Si le rugby français enregistre des revenus jamais vus, les clubs doivent néanmoins se battre quotidiennement pour équilibrer leurs comptes. C’est ce que révèle le dernier rapport de l’Autorité de régulation du rugby (A2R).
Dans ce contexte contrasté, l’ASM Clermont fait figure d’exemple avec une stratégie stricte imposée par Michelin : « ne pas dépenser un euro de plus que ce qu’elle gagne ».
### Un ASM Clermont proche de l’équilibre financier
Il y a seulement trois ans, l’ASM affichait un déficit de 7,8 millions d’euros. Aujourd’hui, le club auvergnat est quasiment à l’équilibre, avec un résultat déficitaire réduit à seulement 621 000 euros. Dans un Top 14 où seuls six clubs parviennent à la rentabilité, dont Toulouse, La Rochelle et l’UBB, cette progression est remarquable.
Pour y parvenir, le directeur général Benoît Vaz a dû tirer sur tous les leviers financiers. Il explique : « Quand j’ai un budget d’à peu près 35 millions d’euros, il faut que je trouve 35 millions de recettes ». Cette discipline, proche d’un « fair-play financier », a permis au club de stabiliser ses bases avant d’ambitions plus élevées.
### Diversifier les recettes : concerts et merchandising à l’appui
Le stade Marcel-Michelin ne résonne plus uniquement au rythme des essais. Pour renforcer ses revenus hors match, l’ASM développe l’événementiel.
– **Festivals et concerts :** Après la récente « Spring Party », le club prépare le concert très attendu des Black Eyed Peas en juillet, maximisant ainsi l’usage de son enceinte.

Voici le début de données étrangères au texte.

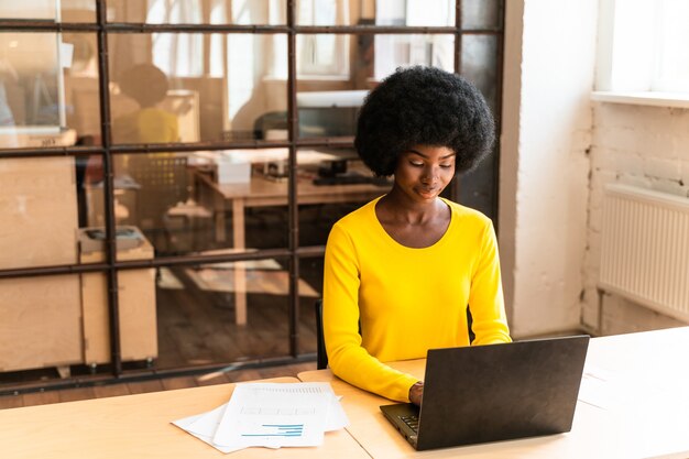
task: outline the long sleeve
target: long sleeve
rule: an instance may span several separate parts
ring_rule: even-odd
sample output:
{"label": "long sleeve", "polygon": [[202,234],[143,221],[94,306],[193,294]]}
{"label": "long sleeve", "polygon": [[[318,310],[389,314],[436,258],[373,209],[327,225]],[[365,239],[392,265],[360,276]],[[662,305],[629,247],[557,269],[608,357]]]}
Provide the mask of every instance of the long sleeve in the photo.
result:
{"label": "long sleeve", "polygon": [[361,346],[359,262],[349,236],[337,225],[326,249],[324,335],[332,372],[363,390],[408,402],[416,378],[381,363]]}
{"label": "long sleeve", "polygon": [[471,278],[469,309],[475,338],[472,345],[511,342],[505,317],[504,296],[497,256],[497,241],[492,223],[485,226],[481,250]]}
{"label": "long sleeve", "polygon": [[375,200],[330,231],[324,269],[324,336],[332,372],[367,391],[408,401],[416,378],[385,362],[428,349],[510,341],[490,219],[449,203],[452,218],[435,244],[414,249],[390,237]]}

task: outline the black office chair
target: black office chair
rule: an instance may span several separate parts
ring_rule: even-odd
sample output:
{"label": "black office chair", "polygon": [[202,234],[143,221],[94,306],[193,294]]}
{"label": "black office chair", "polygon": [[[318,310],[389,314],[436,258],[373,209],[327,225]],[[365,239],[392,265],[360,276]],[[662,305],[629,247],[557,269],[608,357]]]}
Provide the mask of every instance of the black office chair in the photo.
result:
{"label": "black office chair", "polygon": [[318,298],[314,306],[316,312],[316,368],[325,370],[328,368],[328,352],[326,351],[326,340],[322,337],[322,299]]}

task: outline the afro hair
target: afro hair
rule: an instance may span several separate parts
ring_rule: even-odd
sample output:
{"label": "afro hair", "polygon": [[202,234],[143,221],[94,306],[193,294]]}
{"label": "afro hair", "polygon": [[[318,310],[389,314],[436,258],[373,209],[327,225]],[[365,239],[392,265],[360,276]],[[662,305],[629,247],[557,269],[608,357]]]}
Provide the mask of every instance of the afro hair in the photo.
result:
{"label": "afro hair", "polygon": [[397,68],[365,98],[354,146],[378,176],[392,175],[413,145],[455,152],[455,173],[474,167],[492,149],[495,124],[481,92],[457,74],[435,67]]}

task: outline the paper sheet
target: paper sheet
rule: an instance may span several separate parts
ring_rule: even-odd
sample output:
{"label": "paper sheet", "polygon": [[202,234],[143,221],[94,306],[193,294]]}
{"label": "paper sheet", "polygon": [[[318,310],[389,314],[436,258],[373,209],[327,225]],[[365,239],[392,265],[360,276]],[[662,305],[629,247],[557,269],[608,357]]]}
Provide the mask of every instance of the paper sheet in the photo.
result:
{"label": "paper sheet", "polygon": [[348,424],[328,383],[238,384],[230,402],[173,422],[222,452],[252,446],[318,446]]}

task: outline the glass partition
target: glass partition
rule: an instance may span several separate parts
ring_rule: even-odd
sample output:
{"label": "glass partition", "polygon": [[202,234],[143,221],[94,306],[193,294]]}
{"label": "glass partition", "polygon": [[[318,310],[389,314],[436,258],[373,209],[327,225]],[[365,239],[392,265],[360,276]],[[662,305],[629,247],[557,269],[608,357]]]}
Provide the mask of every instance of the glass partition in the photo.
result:
{"label": "glass partition", "polygon": [[283,0],[110,0],[108,20],[147,24],[285,24]]}
{"label": "glass partition", "polygon": [[[353,149],[369,91],[397,67],[458,67],[500,114],[501,0],[9,3],[0,390],[315,352],[328,233],[392,186]],[[494,218],[497,164],[447,197]]]}
{"label": "glass partition", "polygon": [[286,138],[286,43],[271,34],[111,35],[113,142]]}

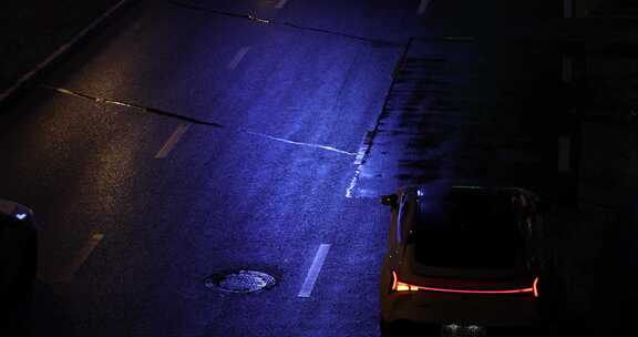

– **Merchandising :** Avec 4,079 millions d’euros générés sur les produits dérivés, Clermont est le deuxième plus gros vendeur du Top 14, juste derrière le Stade Toulousain.
– **Partenariats :** Le club engrange plus de 17 millions d’euros, restant performant mais visant à rejoindre les leaders que sont Lyon et Toulouse, au-delà des 20 millions.
### Le terrain, pilier de la rentabilité finale
Si la bonne gestion administrative permet d’atteindre l’équilibre, c’est la performance sportive qui déterminera la véritable rentabilité. La redistribution des droits TV de la Ligue (LNR) dépend directement du classement final.
Selon Benoît Vaz : « Si on veut vraiment basculer et générer des profits, cela passera par le sportif. La part de redistribution des droits télé dépend en grande partie des résultats sportifs. Il peut y avoir plusieurs millions d’écart entre le premier et une équipe du milieu de tableau ».
Le club clermontois doit donc considérer le business et le sport comme les deux faces d’une même pièce. Pour redevenir un géant financièrement autonome, l’ASM doit impérativement retrouver les phases finales et les barrages à domicile.